The Republican Congressman threatened US embassy workers to assist him sneak into Afghanistan

Mullin’s plan was to fly off Tbilisi, Georgia, to Dushanbe, Tajikistan, where he would rent a helicopter to take to Afghanistan to rescue five US citizens. To rent the helicopter, a lot of money had to be brought to Tajikistan – more than the country’s law allows.

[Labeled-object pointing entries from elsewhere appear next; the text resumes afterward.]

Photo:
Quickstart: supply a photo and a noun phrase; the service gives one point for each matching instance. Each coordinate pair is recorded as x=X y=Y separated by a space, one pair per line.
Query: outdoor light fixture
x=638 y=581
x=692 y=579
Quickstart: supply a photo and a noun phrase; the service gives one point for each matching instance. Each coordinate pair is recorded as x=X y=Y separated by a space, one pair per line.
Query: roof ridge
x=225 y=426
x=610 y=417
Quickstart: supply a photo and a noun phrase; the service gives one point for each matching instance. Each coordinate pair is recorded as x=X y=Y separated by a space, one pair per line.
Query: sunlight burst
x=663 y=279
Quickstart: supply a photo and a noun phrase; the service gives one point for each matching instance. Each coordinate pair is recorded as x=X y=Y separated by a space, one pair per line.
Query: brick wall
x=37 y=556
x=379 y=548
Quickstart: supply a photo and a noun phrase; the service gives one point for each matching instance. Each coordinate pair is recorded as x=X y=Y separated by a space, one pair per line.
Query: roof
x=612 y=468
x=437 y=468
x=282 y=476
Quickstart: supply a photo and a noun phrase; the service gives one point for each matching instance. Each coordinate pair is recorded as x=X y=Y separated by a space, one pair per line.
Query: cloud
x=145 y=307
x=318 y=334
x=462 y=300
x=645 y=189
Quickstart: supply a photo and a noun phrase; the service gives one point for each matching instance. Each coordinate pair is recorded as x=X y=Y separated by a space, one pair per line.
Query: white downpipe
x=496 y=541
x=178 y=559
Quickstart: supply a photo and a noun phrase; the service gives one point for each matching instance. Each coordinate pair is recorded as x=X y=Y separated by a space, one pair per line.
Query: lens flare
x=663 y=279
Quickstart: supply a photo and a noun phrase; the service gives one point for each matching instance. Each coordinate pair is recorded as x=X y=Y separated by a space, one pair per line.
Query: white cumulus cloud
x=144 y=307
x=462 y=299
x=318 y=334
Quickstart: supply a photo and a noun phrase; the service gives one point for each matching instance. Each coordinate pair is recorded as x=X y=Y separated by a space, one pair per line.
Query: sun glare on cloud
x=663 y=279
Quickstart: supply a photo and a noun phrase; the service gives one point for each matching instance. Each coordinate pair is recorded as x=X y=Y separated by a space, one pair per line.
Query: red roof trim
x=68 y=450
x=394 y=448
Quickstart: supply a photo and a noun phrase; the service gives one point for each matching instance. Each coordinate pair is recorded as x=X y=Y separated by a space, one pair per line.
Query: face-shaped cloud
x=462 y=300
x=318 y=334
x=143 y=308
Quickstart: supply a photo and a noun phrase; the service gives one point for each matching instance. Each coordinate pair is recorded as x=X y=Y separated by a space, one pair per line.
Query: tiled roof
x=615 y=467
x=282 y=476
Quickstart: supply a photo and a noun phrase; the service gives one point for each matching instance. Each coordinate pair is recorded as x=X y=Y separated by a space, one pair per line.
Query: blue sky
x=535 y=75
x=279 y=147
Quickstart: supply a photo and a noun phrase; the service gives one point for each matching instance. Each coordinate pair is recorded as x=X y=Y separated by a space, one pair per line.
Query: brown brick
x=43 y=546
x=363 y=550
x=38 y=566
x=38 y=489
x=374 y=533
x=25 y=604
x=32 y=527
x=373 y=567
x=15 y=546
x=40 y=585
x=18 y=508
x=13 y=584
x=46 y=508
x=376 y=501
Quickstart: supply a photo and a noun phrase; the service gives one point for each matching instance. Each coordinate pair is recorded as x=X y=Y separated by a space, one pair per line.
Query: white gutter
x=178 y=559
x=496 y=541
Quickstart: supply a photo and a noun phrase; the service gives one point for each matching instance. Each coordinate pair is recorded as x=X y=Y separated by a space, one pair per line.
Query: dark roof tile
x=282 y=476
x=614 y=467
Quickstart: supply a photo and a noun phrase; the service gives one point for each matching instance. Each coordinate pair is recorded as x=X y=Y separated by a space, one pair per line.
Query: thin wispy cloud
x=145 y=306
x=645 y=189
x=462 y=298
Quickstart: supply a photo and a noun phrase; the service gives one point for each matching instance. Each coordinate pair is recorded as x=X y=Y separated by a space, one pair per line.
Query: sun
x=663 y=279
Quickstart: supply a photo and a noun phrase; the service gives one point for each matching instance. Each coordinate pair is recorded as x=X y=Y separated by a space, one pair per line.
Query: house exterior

Mullin wanted the US embassy there to help break the law.

When the embassy refused to help Mullin break the law, he got a hissing fit, demanded the names of the staff he spoke to, and threatened U.S. Ambassador John Mark Pommersheim and other embassy staff.

To reiterate, a member of Congress was told no by the Pentagon. Instead of backing out, he tried to get US diplomats to help him break the laws of the country they were stationed in so that he could go to a country that the US was trying to get people out of for security reasons, and when she said no he threatened her.

“To say this is extremely dangerous is a massive understatement,” an unnamed State Department official told the Post.

Moulton and Meijer are military veterans – a mixed bag in assessing their actions. They would have at least some understanding of how to behave in military operations and remaining skills to keep themselves safe in that environment. But they also needed to know how resource intensive their visit would be, and they put their own importance and desire for attention above these considerations. Mullin, on the other hand, is a former high school and college wrestler who was briefly a professional mixed martial arts fighter. Now he apparently thinks he’s Rambo.

Mullin’s office doesn’t say where he is now, just that he’s safe. House leader Kevin McCarthy, who last week said members of Congress should not try to go to Afghanistan, walked away when reporters asked if he had been in touch with Mullin or knew where he was.